As I was about to slowly drift away to asleep. Staring at celling makes me realizes that I am actually living in the life right now or else I will be regret in the future where jobs and rents takes over my life. I should enjoy it, no... I should treasure it. My parents is fine paying my rents and my education which makes me guilt. I should really fully devote to actually working and learning everything I can while I am studying in college before I get an actual job. I should change my description to "White who living a rent and worries free life. But will he treasure it and regret it in the future?"

Crap.... Lots of message bubbles went up out the app icon. I could have sleep without reading them before notifications is silent when it's sleep time. Figured, It's the group assignment I mentioned, I done 0 contributions to it and they are doing it last minute. I think I should ignore it and go back to sleep. The energy to wake up tomorrow is much more important than staying up late to do it. Or I should?

It's kinda heat it right now, I should be smart what information I provide to help the assignment. Or else If I put up stuff that is low effort or that is already covered they are gonna be mad. I should study more before I provides them...

God.... I literally losing hope upon reading them. Since I am out of touch of those topic severely. Make me want to sleep right away and figure it out tomorrow or when we are in the class. I should have asked to changed group earlier than sticking the same. But is it because of my heavy stress or my laziness?

I was wondering if its all a simulation? What if I'm already dead and this is just a alternate consciousness of me where everyone around me is fake and generated around me? Thoughts like these generally fade away, Since I only thought up just now when having a shower. It's time to eat breakfast and prepare to go to college earlier than others. I will deal with laundry tonight instead.

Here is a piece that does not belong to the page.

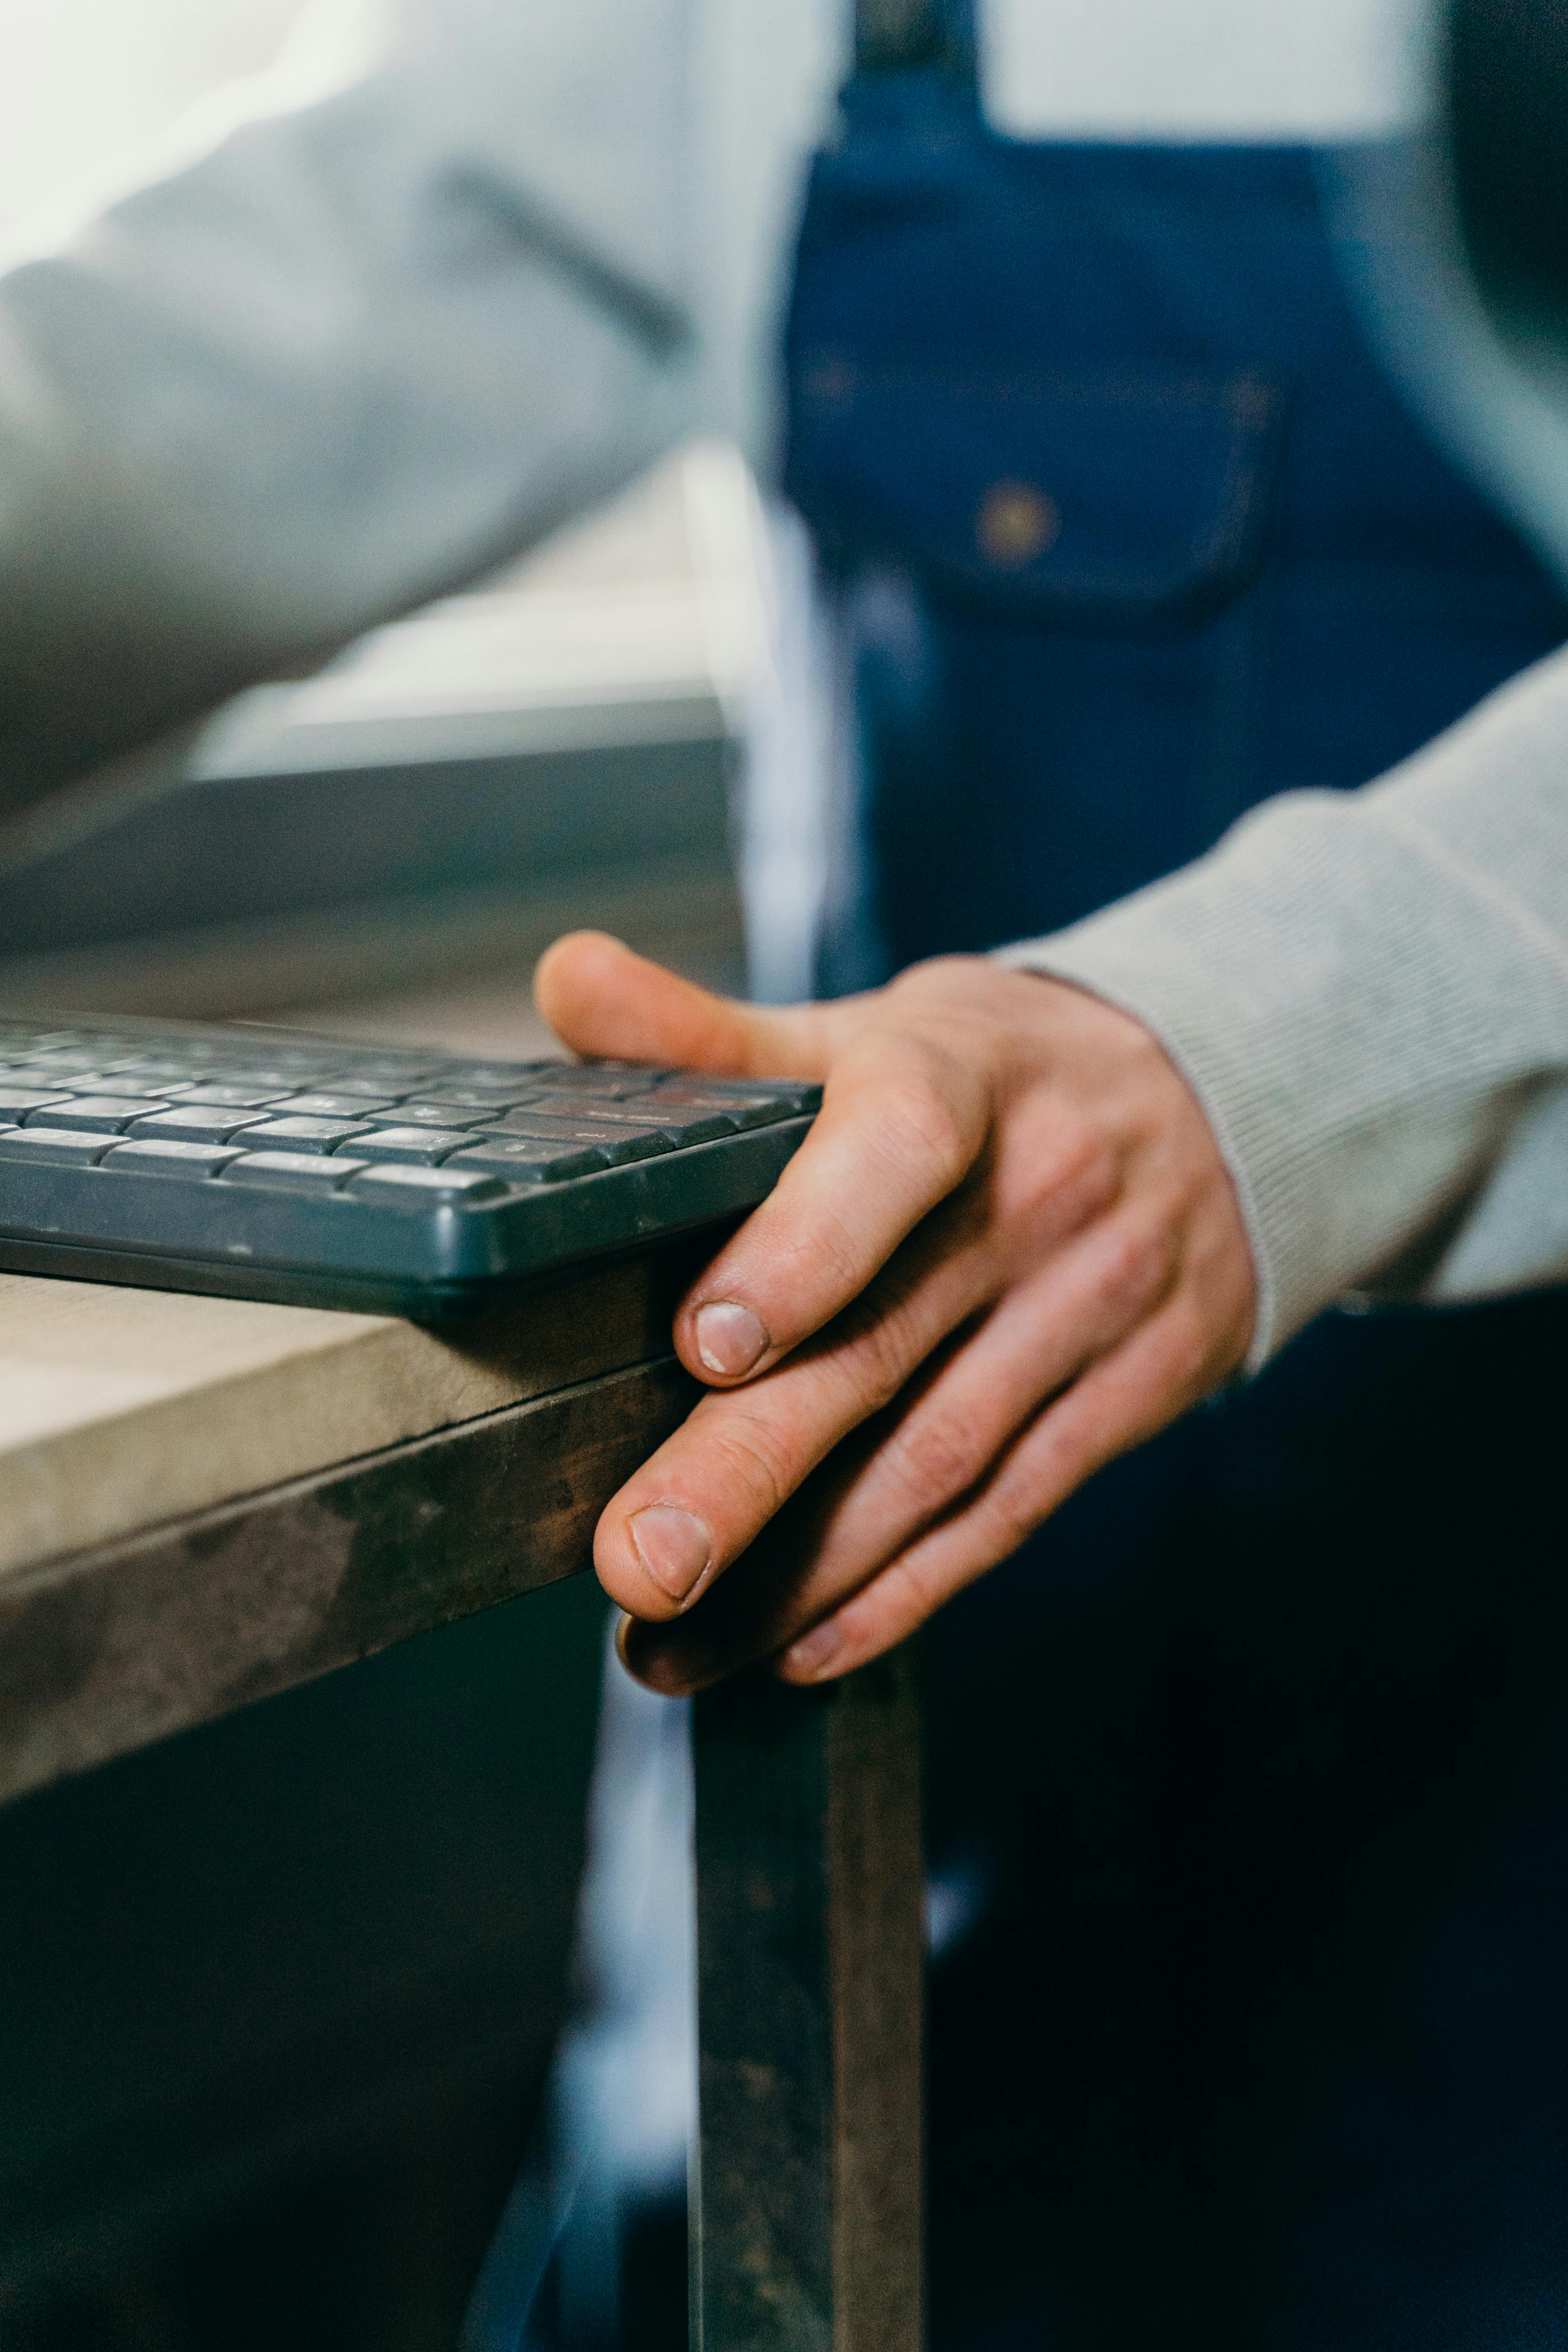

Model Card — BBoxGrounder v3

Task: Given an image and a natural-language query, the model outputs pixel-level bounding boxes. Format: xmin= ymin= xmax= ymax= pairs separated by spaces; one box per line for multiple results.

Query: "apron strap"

My father sent me some money again. But I'm aware this isn't for entertainment. Its for food and supplies in the city. My dad is already on alot of work just to help me with education so This is why every penny is counted in my mind to make it worth investment and wise. As long as I can wait for my YouTube Payment to go through. Thinking this makes me realizes multiple times money takes tons of efforts and time to earn and it can be spent all in matters of hours or even seconds

I think I can easily differentiate the keys on my keychain with those two very similar looking key for my suite door and my room itself. The other one are bold shape and opens the metal gate on the suite. Which consists of 3 keys basically but its nothing special about it.